There’s no fix, it’s all part of the game

Luis Gonzalez, Sports Editor

What a week for CONCACAF, Mexico and referees. Controversy all over the place, but like I said just a couple of days ago when Mexico advanced to the semifinals in similar fashion—get over it.

Everybody and their mother is blowing this whole situation completely out of proportion.

The story lines after last night’s bizarre 120 minutes of play were that the fix was in and the Mexican player should have intentionally missed the penalty shots. Once again, like on Sunday, this is utterly absurd.

Whoever is saying he or she would have purposefully missed that penalty on that stage is lying through their teeth. But, what about fair play? Let’s be honest, soccer is anything but fair play—players are trying to get illegal advantages left and right, all throughout the game, from diving to pulling shirts.

Were the calls controversial? Yes. Does it happen all the time? Yes—it’s sports and we have seen much, much, oh so much worse than that, which transpired in Atlanta.

The red card given to Panama’s Luis Tejada was a red card, and I can argue that both penalty calls were correct, so then where is the fix?
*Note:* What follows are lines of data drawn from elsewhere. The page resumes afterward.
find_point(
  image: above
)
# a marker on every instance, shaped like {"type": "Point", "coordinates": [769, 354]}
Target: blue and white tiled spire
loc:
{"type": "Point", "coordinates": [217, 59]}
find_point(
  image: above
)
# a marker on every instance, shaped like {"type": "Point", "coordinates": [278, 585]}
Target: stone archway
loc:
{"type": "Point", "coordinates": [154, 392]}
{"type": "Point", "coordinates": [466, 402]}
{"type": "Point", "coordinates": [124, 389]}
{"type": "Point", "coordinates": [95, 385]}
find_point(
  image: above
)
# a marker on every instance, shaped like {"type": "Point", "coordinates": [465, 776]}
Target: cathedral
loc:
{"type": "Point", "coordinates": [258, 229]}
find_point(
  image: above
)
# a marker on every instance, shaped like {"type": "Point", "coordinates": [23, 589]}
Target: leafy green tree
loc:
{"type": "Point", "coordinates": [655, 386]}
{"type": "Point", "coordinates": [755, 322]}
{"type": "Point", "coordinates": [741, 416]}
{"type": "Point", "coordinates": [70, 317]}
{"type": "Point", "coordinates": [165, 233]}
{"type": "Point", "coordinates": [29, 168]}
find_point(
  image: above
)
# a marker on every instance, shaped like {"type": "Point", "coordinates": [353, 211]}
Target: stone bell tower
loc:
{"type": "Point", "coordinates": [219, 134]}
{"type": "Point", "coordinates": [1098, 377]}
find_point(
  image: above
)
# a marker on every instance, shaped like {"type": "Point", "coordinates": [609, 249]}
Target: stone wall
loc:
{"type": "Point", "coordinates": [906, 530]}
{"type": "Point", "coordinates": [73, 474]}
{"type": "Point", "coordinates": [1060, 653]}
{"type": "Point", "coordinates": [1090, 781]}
First to Tejada. The man jumps in the air, not looking at the ball, with his arm completely extended and with the sole intention of making contact with his opponent. That is an aggression, it is a red card and that is the end of that story.

Should Mexico’s Carlos Vela have gotten sent off four minutes into the game too? Yes, but he didn’t. I don’t think the referee saw the action. In the replay, Vela clearly looks toward the ref, makes sure he is looking elsewhere and then elbows the Panamanian player. He simply got away with one—it happens, especially when bad officials are involved.

The penalties. The first one is the toughest one to call, but like the one called on Sunday in the semifinal against Costa Rica, it is not a clear-cut no-call.

After the Panamanian defender pokes the ball up while battling with a Mexican player, the Panamanian ends up in a very awkward position and the Mexican player will have a better shot at finding the poked ball. What the Panamanian did was to intentionally launch his body toward the ball, looking to prevent the Mexican from grabbing the rebound. Because he launched himself, he lands on the ball, his arm makes contact with the ball and therefore it should be called a hand ball. Easy.

The second penalty there is also contact, but the Mexican player exaggerated. Would I have liked to see it not called? Of course! But those are called on a daily basis, which is just the way the game is played now. If you don’t like it, I suggest you switch sports, except it kind of happens in most all other sports too.

The notion that CONCACAF would do anything to put Mexico in the Gold Cup final is valid. But, Mexico was not in the final of the tournament’s last edition. They lost to Panama, who would go on to lose to the U.S. And even though that squad from two years ago was Mexico’s B Team, we have seen that matters very little to the Mexican-American fan, who packs the stadium every time the Mexicans play on this side of the border.

The value of having Mexico in the final was as important two years ago as it is now, why was it not fixed then? Because the U.S. was already in the final? Please, CONCACAF can do without Klinsmann and his boys. It isn’t even close how much bigger the Mexican squad is economically for everybody involved.

Now if you want to tell me that this one was more important thinking forward to that playoff that will determine CONCACAF’s representative at the 2017 Confederations Cup, then you might have a point.

Still, like on Sunday, the referee’s decisions were not blatant at all. We have seen worse. And sometimes the simplest theory is the right one—the referee was just bad. CONCACAF has the worst officials in the world and we knew that coming into the tournament. He made some controversial calls, it helped determine the outcome of the game, it happens all the time in every sport—get over it.